TNTZS666發表於2019-03-02

原文網址 : https://blog.csdn.net/tntzs666/article/details/88081050

學習內容

什麼是正規表示式

定義：一套規則，可以在字串文字中進行搜查替換等
使用步驟：
- 1.使用 compile() 函式將正規表示式的字串編譯成一個 pattern 物件
- 2.通過 pattern 物件的一些方法對文字進行匹配，匹配結果是一個 match物件
- 3.用 match 物件的方法，對結果進行操作
常用方法：
- match：從開始位置開始查詢，一次匹配，即1次匹配成功則退出
  一般使用形式：
  match(string[,pos[,endpos]])
- search：從任何位置開始查詢，一次匹配
  search[string[, pos[, endpos]]]
  例子：

>>>import re
>>>pattern = re.compile(r'\d+')  #用於匹配至少一個數字

>>>m = pattern.match('one12twothree34four')  #查詢頭部，沒有匹配
>>>print(m) #輸出None

>>>m = pattern.match('one12twothree34four', 2, 10) #從'e'的位置開始匹配，沒有匹配到
>>>print(m)
>>>m = pattern.match('one12twothree34four', 3, 10) #從'1' 的位置開始匹配，正好匹配上
>>>print(m)
<_sre.SRE_Match object at 0x10a42aac0>
>>>m.group(0)   #可忽略0
'12'
>>>m.start(0)   #可忽略0
3
>>>m.end(0)    #可忽略0
5
>>>m.span(0)  #可忽略0
(3, 5)

>>>m = pattern.search('one12twothree34four')  #這裡如果使用match方法則不匹配
>>>m
<_sre.SRE_Match object at 0x10cc03ac0>
>>>m.group()
'12'

注：match方法只匹配字串的開始，如果字串開始不符合正規表示式，則匹配失敗，函式返回None；而search匹配整個字串，直到找到一個匹配。
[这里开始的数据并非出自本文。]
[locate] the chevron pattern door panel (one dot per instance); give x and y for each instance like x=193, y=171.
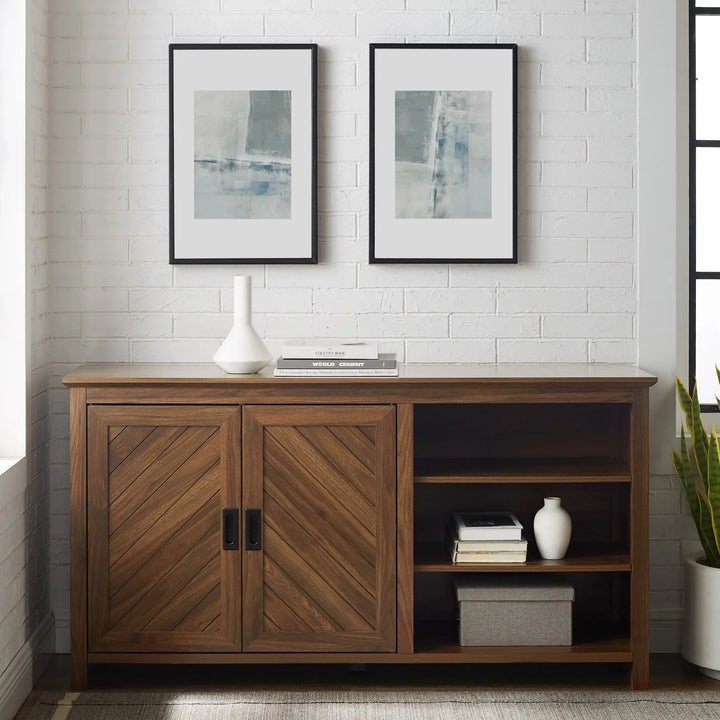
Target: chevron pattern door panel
x=158, y=480
x=323, y=479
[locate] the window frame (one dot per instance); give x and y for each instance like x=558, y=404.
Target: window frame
x=694, y=274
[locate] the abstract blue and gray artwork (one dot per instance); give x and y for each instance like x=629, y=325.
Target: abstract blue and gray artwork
x=242, y=154
x=443, y=154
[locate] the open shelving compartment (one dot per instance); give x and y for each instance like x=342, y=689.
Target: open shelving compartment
x=509, y=456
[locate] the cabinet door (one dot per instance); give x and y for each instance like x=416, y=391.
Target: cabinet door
x=158, y=576
x=323, y=479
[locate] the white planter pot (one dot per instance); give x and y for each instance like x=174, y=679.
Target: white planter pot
x=701, y=639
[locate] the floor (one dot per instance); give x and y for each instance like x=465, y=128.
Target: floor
x=667, y=672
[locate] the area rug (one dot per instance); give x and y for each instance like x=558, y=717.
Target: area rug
x=443, y=704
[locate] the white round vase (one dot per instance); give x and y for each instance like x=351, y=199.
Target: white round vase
x=552, y=527
x=242, y=351
x=701, y=637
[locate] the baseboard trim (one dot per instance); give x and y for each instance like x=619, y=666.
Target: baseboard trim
x=25, y=668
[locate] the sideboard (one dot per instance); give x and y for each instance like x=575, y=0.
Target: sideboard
x=220, y=518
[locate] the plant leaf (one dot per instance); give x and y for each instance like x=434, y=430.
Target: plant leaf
x=691, y=408
x=714, y=486
x=705, y=530
x=693, y=495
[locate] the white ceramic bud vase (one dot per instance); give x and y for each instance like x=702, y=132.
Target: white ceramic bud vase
x=552, y=527
x=242, y=351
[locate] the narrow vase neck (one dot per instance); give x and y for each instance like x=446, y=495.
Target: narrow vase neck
x=242, y=300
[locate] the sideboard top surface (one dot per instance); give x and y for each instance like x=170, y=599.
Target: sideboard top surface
x=506, y=374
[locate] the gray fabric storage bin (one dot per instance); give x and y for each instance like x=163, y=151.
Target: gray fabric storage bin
x=514, y=611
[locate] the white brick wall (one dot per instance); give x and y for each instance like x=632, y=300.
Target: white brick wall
x=113, y=296
x=24, y=531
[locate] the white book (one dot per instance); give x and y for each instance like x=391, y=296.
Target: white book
x=463, y=546
x=337, y=372
x=489, y=557
x=356, y=351
x=487, y=526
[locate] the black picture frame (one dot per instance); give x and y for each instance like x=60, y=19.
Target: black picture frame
x=443, y=214
x=243, y=153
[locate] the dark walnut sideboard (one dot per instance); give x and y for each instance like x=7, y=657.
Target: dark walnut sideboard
x=249, y=519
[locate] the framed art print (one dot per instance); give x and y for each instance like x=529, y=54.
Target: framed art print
x=443, y=153
x=243, y=158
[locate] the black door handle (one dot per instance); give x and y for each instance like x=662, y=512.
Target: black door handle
x=231, y=529
x=253, y=529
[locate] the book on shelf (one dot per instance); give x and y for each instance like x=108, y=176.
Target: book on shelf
x=487, y=545
x=336, y=372
x=487, y=526
x=489, y=557
x=383, y=361
x=355, y=350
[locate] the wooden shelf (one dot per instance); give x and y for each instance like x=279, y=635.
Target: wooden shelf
x=521, y=470
x=430, y=558
x=441, y=640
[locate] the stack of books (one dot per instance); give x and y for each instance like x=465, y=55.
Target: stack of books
x=342, y=360
x=487, y=537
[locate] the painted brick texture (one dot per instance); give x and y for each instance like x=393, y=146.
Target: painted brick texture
x=24, y=497
x=114, y=297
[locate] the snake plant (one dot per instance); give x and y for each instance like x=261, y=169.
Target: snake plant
x=699, y=471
match和search都是一次匹配，只要找到一個匹配結果就返回，而不是查詢所有匹配結果

findall：全部匹配，返回列表
findall(string[, pos[, endpos]])
finditer：全部匹配，返回迭代器
例子：

import re
pattern = re.compile(r'\d+')  #查詢數字

result1 = pattern.findall('hello 123456 789')
result2 = pattern.findall('one1two2three3four4', 0, 3)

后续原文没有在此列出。